The procedure has been explained to me and I am aware of the potential risks, consequences of complications involved with this procedure and I have read (or have had read to me) the possible complications below.
I certify that no guarantee or assurance has been made to me covering the results of this procedure.
Premyelogram Instructions and Possible Risks and Reactions to Intrathecal Injection of Contrast Material
The test consists of a lumbar puncture followed by injection of contrast material within the spinal canal. The dye will show the nerves inside the spinal canal. After the dye is inserted, a few X-rays will be taken. The test lasts about 45 minutes.
After the test, you will remain in the recovery area for 1 hour. You will stay in a sitting position and will be checked regularly by our technologists. A post-myelogram CAT scan might also be done.
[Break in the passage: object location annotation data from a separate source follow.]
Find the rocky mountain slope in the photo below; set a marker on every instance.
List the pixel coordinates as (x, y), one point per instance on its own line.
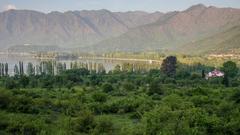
(101, 30)
(69, 29)
(175, 29)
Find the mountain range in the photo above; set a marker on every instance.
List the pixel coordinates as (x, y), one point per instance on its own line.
(198, 29)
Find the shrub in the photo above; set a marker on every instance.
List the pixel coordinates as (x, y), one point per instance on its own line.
(85, 123)
(99, 97)
(107, 87)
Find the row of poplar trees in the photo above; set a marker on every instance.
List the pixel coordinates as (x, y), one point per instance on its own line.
(54, 68)
(3, 69)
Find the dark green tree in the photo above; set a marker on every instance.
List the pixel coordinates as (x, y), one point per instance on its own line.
(30, 69)
(16, 70)
(230, 69)
(168, 66)
(6, 69)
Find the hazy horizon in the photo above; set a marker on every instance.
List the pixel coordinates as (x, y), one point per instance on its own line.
(112, 5)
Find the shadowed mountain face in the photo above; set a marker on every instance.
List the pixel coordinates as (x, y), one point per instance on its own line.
(102, 30)
(69, 29)
(175, 29)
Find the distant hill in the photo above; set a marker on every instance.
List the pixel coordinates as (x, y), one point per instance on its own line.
(218, 43)
(173, 30)
(69, 29)
(198, 29)
(33, 48)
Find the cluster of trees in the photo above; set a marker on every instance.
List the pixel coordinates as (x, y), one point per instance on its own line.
(174, 100)
(3, 69)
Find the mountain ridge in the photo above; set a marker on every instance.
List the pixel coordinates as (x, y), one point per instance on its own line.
(103, 30)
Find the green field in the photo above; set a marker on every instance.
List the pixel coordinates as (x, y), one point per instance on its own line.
(155, 102)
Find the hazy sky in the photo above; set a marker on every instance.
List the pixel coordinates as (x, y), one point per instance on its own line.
(113, 5)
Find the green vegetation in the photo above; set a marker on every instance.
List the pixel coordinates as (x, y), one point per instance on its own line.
(179, 101)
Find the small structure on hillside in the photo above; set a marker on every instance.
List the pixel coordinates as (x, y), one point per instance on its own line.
(214, 74)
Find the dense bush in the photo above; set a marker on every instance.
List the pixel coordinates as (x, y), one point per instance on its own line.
(145, 103)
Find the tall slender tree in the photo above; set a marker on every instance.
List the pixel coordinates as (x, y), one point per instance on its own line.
(6, 69)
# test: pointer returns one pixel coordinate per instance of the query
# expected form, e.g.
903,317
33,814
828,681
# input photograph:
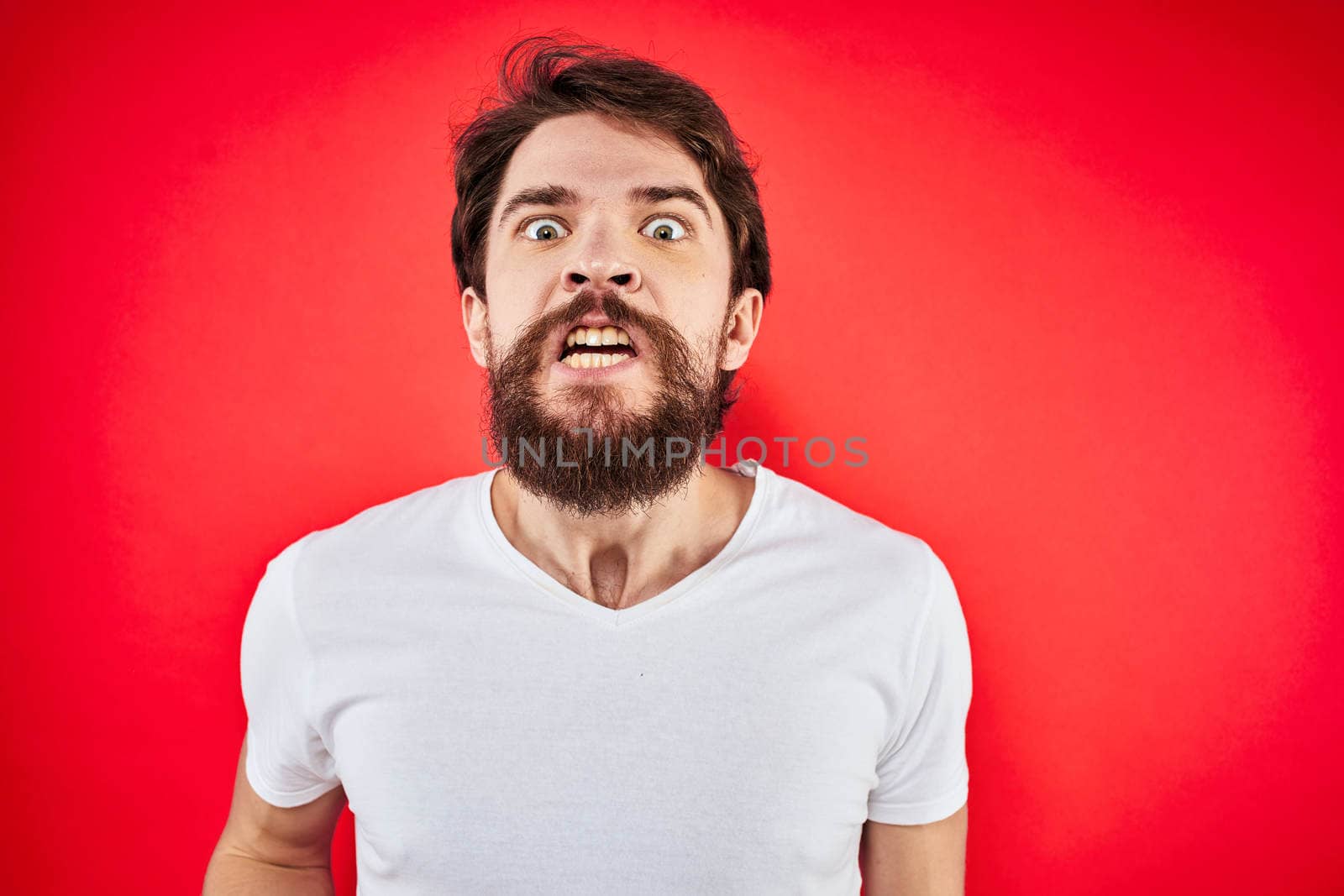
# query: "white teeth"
597,336
593,359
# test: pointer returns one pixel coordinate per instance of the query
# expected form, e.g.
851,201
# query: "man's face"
600,228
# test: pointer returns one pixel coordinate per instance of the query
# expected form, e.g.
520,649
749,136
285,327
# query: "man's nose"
601,264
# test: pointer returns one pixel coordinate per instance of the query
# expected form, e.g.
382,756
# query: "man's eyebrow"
662,192
548,195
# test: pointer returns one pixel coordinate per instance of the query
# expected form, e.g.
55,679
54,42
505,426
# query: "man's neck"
622,560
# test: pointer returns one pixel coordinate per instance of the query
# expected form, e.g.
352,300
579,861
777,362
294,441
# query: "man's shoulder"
820,523
434,515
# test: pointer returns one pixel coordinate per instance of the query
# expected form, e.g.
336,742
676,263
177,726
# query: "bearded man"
605,665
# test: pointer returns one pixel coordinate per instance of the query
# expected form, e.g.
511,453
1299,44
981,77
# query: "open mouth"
597,347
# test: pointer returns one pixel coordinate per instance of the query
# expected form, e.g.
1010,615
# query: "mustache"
660,336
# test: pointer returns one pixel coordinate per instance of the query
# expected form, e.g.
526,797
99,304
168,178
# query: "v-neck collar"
616,618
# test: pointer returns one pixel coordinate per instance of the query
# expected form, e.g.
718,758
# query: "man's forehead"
596,159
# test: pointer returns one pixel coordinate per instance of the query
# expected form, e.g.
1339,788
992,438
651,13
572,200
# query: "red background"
1073,275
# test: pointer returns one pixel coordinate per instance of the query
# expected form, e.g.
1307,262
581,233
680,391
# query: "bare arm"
914,860
266,849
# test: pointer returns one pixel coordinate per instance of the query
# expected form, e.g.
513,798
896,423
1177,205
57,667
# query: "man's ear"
743,327
475,322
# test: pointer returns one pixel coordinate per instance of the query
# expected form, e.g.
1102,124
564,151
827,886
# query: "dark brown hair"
542,78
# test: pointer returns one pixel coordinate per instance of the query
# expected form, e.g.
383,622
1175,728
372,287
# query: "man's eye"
669,228
544,228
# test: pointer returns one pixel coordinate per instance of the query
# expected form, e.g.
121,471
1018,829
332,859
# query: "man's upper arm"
914,860
296,837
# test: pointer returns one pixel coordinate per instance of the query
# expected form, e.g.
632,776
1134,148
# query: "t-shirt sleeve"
288,763
922,773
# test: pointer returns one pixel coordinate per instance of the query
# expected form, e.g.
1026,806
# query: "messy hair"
543,78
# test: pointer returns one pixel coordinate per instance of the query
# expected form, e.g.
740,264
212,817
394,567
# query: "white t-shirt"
501,734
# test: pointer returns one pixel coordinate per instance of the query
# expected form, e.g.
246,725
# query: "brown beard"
596,479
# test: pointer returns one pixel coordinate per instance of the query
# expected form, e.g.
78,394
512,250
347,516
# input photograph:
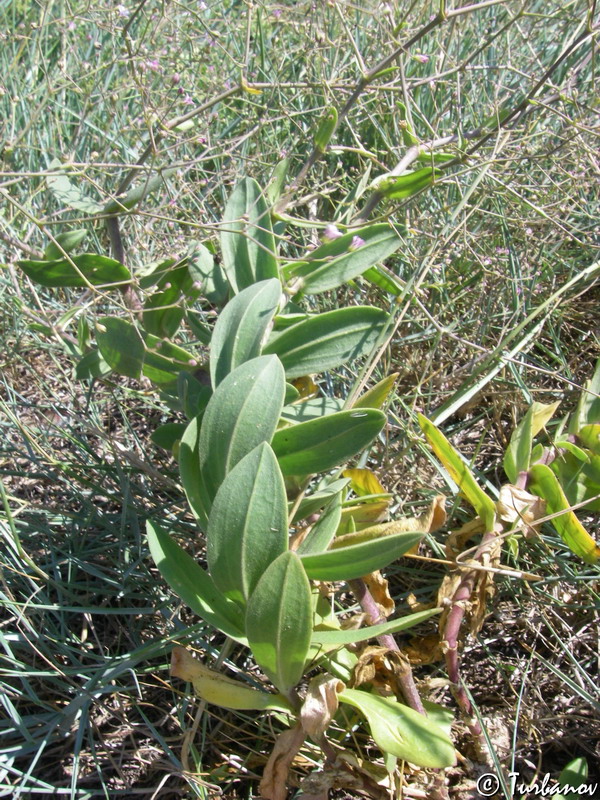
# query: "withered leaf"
275,775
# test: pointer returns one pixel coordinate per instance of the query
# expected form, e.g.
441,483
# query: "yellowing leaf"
363,482
543,482
220,690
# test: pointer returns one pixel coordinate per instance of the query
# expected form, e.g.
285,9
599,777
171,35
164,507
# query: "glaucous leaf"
459,472
401,731
89,269
543,482
247,240
328,340
241,327
518,453
356,560
279,621
192,584
243,412
247,527
321,444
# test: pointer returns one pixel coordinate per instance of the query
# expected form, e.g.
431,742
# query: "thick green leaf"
242,326
323,530
399,187
401,731
166,435
243,412
338,638
518,453
89,269
346,563
326,129
192,584
189,469
328,340
121,346
579,478
542,482
320,497
321,444
247,528
66,193
459,472
341,260
279,621
314,408
247,240
65,243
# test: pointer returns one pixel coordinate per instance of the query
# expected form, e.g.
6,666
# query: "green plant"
250,460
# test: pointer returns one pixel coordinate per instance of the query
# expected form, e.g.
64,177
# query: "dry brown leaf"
456,541
348,773
382,668
416,605
519,508
423,649
378,586
273,785
320,705
364,514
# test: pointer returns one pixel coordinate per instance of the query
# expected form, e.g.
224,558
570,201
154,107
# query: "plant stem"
405,677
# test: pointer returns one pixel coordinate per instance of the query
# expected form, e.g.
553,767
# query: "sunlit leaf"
247,240
401,731
279,621
192,584
243,412
459,472
241,327
247,528
518,453
320,444
346,563
80,271
543,483
339,261
328,340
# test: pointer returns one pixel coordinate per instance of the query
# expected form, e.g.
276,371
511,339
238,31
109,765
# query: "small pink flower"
331,232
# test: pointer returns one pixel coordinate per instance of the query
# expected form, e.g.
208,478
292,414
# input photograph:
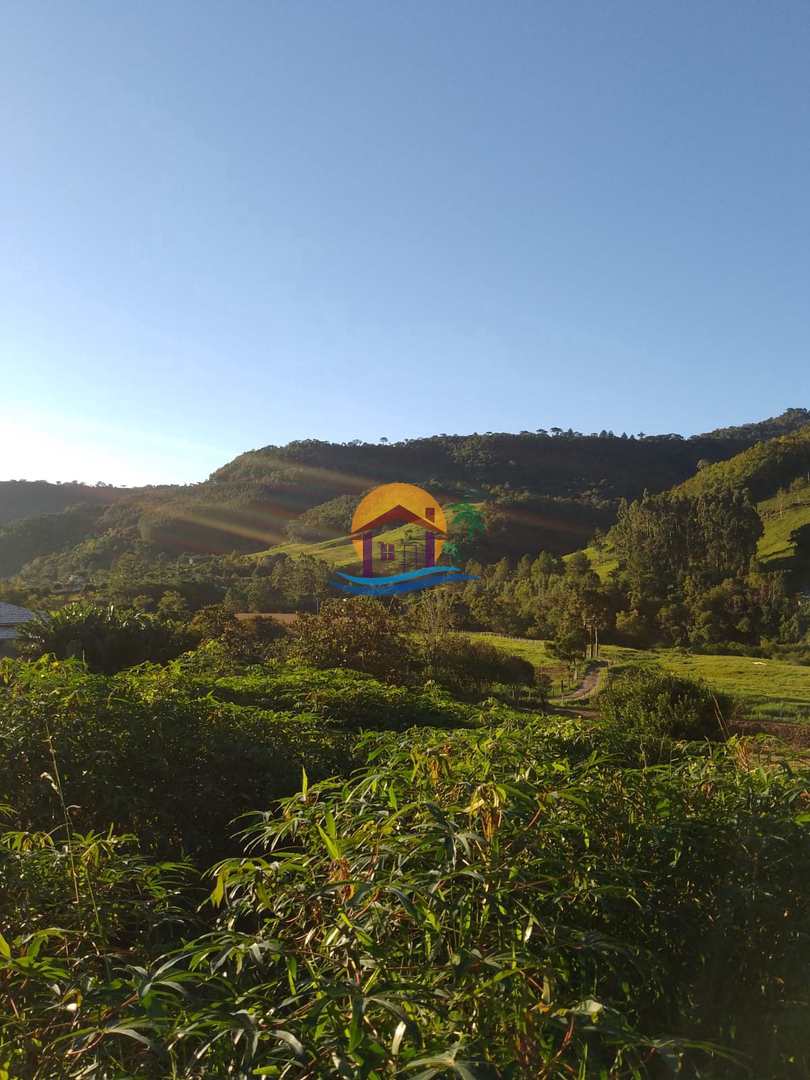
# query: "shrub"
471,667
359,633
149,753
347,698
656,706
107,638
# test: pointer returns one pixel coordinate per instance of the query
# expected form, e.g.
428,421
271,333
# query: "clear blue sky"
226,225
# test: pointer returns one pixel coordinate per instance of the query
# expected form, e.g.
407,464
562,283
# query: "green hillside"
760,471
768,689
782,514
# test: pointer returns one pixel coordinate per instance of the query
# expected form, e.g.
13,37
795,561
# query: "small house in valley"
11,619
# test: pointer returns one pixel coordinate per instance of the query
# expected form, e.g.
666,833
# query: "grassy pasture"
781,515
768,689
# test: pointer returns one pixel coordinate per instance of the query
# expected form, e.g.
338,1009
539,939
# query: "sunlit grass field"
781,515
770,689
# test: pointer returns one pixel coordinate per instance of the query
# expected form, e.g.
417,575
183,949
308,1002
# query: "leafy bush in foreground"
107,638
148,753
509,903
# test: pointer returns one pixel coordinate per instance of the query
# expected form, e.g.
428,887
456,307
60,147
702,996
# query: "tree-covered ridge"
19,498
759,471
792,419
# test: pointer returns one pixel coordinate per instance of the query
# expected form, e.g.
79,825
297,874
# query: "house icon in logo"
397,503
394,566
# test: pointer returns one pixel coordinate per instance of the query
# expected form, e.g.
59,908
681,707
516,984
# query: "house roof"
399,513
12,616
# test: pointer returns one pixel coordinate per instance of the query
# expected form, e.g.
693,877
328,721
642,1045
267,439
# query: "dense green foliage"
657,707
107,638
516,901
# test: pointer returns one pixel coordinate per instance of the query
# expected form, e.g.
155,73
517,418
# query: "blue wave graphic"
399,583
407,576
397,588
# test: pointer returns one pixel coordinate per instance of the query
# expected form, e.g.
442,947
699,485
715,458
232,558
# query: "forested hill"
547,489
19,498
759,471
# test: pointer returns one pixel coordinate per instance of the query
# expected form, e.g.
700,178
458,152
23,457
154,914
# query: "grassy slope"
767,688
781,514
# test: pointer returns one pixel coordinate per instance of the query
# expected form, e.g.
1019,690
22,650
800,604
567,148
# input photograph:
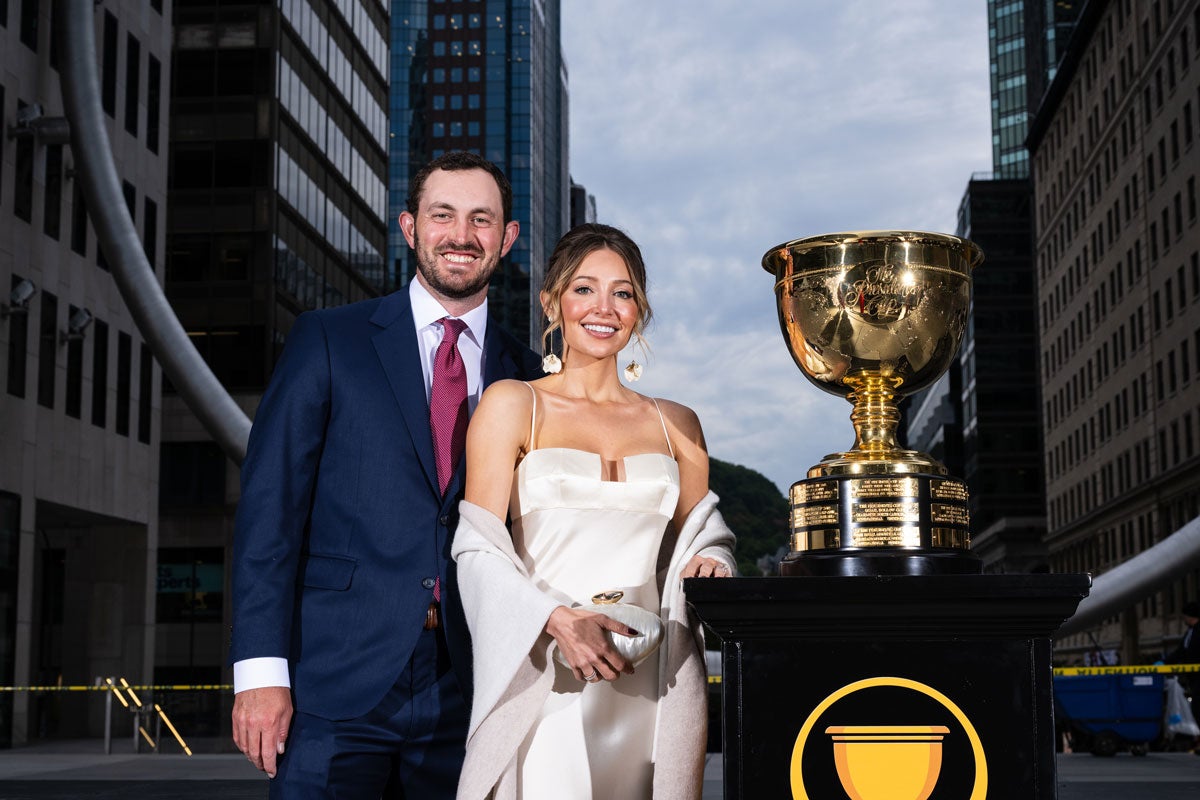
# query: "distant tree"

Please check YES or NO to each of the following questions:
Are you allergic to Iodine or X-ray dye?
yes
no
Do you have a history of EPILEPSY?
yes
no
Do you have a history of ALCHOLOISM?
yes
no
Have you had treatment with ANTIDEPRESSORS?
yes
no
Are you currently taking any ANTICOAGULANTS (blood thinners) or ASPRIN?
yes
no
MILD REACTIONS WHICH REQUIRE NO TREATMENT:
• Headaches
• Vomiting
• Nausea
• Increased back or leg pain
OTHER LESS LIKELY COMPLICATIONS:
• Infection
• Inflammation of the nerves due to local reaction of the dye
• Paralysis
When you leave the office, you will be given some medication for possible headaches, nausea, vomiting, or pain, and a separate sheet of instructions will be given to you.
I have read (or have had it read to me) this consent form and, by clicking on the consent box, confirm to my complete understanding of its content.